At the heart of the matter is the sabbath itself. Fore­shadowed in the creation story, God’s command to rest sets Israel apart from the Exodus onward. It is a costly command. The people, their foreign residents, and even the animals must rest. The land must rest. The widow must be released from her debt—at least for the length of a night’s sleep—and from the incessant demand to work in repaying it. Isaiah rails against the abuse of the sabbath to gain competitive advantage, which undermines the ability of anyone to enjoy rest.
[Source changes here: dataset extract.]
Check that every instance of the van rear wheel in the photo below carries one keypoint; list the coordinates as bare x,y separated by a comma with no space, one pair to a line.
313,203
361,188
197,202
This mandated idleness—15 percent of life—was so costly that it had to be general and it had to be enforced with fierce penalties. But these costs all underscore the drastic, unyielding, world-shaking claim that life—even the life of an ox—is in some sense its own end and not an instrument. Idleness is sacred in the Bible because it identifies the world with a living God whose greatest gift is rest and who rescued the people from slavery in a land where no rest was allowed.

“The Sabbath of God is the full return to him of all creatures,” writes Maximus the Confessor, identifying union with God as a kind of rest. It’s a common identification, in the Bible and beyond. Christians transferred the sabbath to Sunday and then argued over the relative places of ritual observance and public amusement. But the heart of the command was still honored. The gradual abolition of debtors’ prisons and indentured servitude, the imposition of wage and hour laws and the provision of basic needs at public expense—all this grew from the economics of the sabbath. This reduced the value of debts and increased the value of labor.

“The Sabbath,” writes Abraham Joshua Heschel, “is a day for the sake of life.” And this tradition—Heschel calls it a “palace in time”—that Judaism fought so hard to preserve set up outposts in the rest of life.

These outposts are what the war on leisure is dismantling. And churches—by hoping, urging, or demanding that the faithful cut back on their commitment to travel hockey leagues—risk becoming mere bystanders. The ethos of the sabbath goes much deeper than an individual commitment to prioritize worship. It includes all of those sacred practices, both affirmations and prohibitions, that have been kept alive in Judaism and are being fitfully recovered by Christians. It includes consciously embodying an alternative to the jealous ideologies of modern life—starting, perhaps, with sleep itself.

It will take more than individual piety for us to avoid permanent exile from time’s palace. We will need a sabbath politics and a sabbath advocacy. We will need a commitment to life as its own rationale, its own form of wealth, its own glory.

This article was corrected on November 18, 2014, to correctly identify the Peterson Foundation, not the Peterson Institute, as a group that advocates for entitlement reform in the U.S.

Benjamin J. Dueholm

Benjamin J. Dueholm is pastor of Christ Lutheran Church in Dallas, Texas, and author of Sacred Signposts: Words, Water, and Other Acts of Resistance (Eerdmans).